Tanto terrorismo psicologico, spesso funereo, da una parte e dall’altra. Chi sostiene il raddoppio, però, avrebbe dovuto usare di più l’arma della razionalità, senza lasciarsi trascinare nella girandola dell’emotività con messaggi tipo “la nonnina piangente”.

Proviamo allora a fare un esercizio di logica.

RISANAMENTO OBBLIGATORIO

La premessa è che, comunque, il traforo andrà risanato. Non per far passare i camion europei di nuova generazione, e nemmeno per dare un po’ di lavoro allo studio dell’ingegner Giovanni Lombardi, papà del senatore Filippo (come qualcuno ha detto in campagna), ma perché dopo 40 anni ha problemi strutturali. E fra 40 anni sarà necessario un nuovo risanamento.

Per risanare il traforo bisognerà chiuderlo per almeno tre anni consecutivi. In alternativa si potrà diluire la chiusura su nove anni, riaprendo la galleria, per esempio, durante l’estate. Provate a immaginare nove anni di disagi. Effetti sull’economia? Sul turismo? Sulla nostra vita quotidiana? Facilmente immaginabili…

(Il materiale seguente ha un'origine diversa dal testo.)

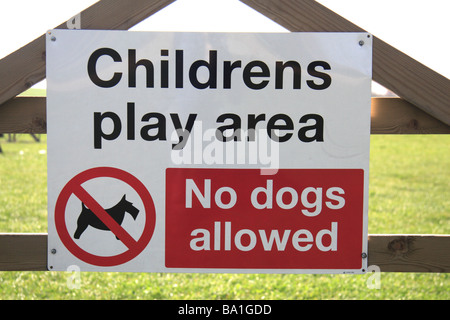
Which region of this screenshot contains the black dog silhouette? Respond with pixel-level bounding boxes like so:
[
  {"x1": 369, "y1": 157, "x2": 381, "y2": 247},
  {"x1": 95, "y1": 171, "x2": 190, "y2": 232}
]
[{"x1": 73, "y1": 195, "x2": 139, "y2": 239}]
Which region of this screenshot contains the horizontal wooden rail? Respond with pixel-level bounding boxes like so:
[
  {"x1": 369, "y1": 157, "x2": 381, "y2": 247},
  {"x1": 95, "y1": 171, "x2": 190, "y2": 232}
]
[
  {"x1": 0, "y1": 233, "x2": 450, "y2": 272},
  {"x1": 0, "y1": 97, "x2": 450, "y2": 134}
]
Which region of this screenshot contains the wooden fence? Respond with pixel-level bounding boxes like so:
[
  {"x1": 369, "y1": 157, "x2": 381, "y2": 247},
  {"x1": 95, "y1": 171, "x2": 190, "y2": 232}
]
[{"x1": 0, "y1": 0, "x2": 450, "y2": 272}]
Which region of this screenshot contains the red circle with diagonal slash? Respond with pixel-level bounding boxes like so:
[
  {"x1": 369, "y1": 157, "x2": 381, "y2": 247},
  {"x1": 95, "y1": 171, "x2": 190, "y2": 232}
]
[{"x1": 55, "y1": 167, "x2": 156, "y2": 267}]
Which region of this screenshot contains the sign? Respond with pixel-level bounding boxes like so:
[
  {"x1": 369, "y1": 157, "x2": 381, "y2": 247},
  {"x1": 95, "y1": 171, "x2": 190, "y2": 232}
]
[{"x1": 46, "y1": 30, "x2": 372, "y2": 273}]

Si potrebbe rinviare il risanamento al 2035, anziché iniziarlo una decina di anni prima, mettendoci qualche toppa. Ma siamo nel 2016 e al 2035 mancano “solo” 19 anni, che passeranno in fretta. Vogliamo ancora prenderci il tempo per pensarci su? Pensiamo di averne? Gli anni passano, veloci come i giorni. E noi continuiamo a pensare, valutare, riflettere...

TEMPI STRETTI

Se il 28 febbraio il popolo approverà il raddoppio, il cantiere inizierà non prima del 2020 e, per ben che vada, la seconda galleria non sarà pronta prima del 2027. A quel punto, tra il 2028 e il 2030 potrebbe essere risanato l’attuale traforo, convogliando il traffico nella nuova canna. Questa è la tabella di marcia ideale, ma non mancheranno ricorsi e opposizioni, quindi…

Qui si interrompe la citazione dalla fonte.